Script to remove the DRM from a Kindle book - but rather than breaking the DRM, the book is captured, OCR'd, and an ePub is created. The output is not as nearly as good as the original format, but creating the script was a fun exercise, and perhaps it will prove to be useful to someone.
The script opens the selected book in the Kindle web reader with Chrome. With the Selenium web automation tool, pages are flipped and screen captured. The screen shots are saved to a PDF, an OCR process is run with Marker, and the output is saved as an ePub with pypandoc.
Inspired by the Stripping Kindle DRM With Lego project which appeared in Hackaday.
- Python >= 3.10
- Chrome
- Has only been tested in Linux
- A Kindle account with the book to be converted
Update sampledotenv with your settings and save as .env, then install the requirements by running:
pip install -r requirements.txt
Open the desired Kindle book on the Amazon web reader - it is https://read.amazon.ca in Canada - with Chrome, and advance to the desired starting page.
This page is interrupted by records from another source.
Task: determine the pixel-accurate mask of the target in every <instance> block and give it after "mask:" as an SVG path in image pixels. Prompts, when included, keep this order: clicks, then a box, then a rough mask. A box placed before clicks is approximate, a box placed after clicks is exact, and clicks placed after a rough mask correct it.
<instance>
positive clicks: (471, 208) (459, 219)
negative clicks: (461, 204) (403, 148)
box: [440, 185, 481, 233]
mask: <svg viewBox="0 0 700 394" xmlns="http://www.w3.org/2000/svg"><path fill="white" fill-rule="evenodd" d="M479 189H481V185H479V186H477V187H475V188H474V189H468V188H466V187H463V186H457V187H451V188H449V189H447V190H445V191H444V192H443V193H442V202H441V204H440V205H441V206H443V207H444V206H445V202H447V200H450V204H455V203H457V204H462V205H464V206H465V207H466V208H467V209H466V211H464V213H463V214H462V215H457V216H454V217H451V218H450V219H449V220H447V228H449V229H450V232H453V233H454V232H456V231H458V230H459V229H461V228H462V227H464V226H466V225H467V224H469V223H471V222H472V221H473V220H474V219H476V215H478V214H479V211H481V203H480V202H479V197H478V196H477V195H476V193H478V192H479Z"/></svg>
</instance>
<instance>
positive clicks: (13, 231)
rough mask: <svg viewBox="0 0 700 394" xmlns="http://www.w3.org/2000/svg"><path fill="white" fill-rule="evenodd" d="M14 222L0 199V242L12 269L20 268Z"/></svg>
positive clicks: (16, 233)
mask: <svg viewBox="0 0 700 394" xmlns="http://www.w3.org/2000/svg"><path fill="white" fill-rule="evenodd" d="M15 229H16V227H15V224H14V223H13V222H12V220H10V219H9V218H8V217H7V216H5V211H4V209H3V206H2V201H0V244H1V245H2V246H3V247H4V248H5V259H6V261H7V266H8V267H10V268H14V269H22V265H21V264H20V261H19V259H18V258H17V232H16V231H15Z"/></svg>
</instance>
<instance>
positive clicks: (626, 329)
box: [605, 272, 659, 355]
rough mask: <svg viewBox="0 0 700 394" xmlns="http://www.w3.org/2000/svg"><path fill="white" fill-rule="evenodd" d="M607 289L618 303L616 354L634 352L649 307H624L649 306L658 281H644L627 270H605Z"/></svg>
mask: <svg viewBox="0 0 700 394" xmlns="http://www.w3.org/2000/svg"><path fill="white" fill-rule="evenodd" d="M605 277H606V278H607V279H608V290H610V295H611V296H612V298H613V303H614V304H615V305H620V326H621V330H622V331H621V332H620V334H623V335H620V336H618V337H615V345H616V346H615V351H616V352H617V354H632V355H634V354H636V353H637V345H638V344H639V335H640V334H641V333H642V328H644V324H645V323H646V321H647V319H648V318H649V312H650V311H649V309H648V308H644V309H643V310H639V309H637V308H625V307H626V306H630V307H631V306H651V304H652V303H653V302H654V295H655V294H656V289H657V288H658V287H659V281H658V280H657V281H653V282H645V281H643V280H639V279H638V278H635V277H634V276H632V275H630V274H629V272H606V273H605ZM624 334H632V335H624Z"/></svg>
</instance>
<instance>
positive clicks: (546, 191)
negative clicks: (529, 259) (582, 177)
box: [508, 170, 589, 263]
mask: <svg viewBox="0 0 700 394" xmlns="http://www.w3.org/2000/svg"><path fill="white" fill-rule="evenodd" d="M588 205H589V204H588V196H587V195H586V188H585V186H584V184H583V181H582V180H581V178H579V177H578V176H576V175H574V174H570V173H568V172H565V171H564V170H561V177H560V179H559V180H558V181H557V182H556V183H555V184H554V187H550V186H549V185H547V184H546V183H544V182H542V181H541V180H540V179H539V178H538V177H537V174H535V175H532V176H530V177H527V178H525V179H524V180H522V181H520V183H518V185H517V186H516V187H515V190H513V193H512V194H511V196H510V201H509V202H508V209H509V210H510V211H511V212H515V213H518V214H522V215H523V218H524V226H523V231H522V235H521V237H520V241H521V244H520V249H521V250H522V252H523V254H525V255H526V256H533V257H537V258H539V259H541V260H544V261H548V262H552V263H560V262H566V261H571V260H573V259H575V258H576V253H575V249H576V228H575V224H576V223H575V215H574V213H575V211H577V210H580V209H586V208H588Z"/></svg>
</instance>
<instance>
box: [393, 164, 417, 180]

I suggest advancing to the first reading page, past the Table of Contents.
Close Chrome. Then run:
python kindleOCRer.py --title="Kindle Book Title --jobname="OCR job name"
If the Chrome profile selected by Selenium does not have your Amazon credentials, you will have 30 seconds to log in before the script times out.
The captured and converted Kindle book will be exported to ./output/jobname/jobname.epub
Note:
- The screen capture step will stop on the last page for about 30 seconds
- the first time the script is run, the Marker library has to download its OCR models.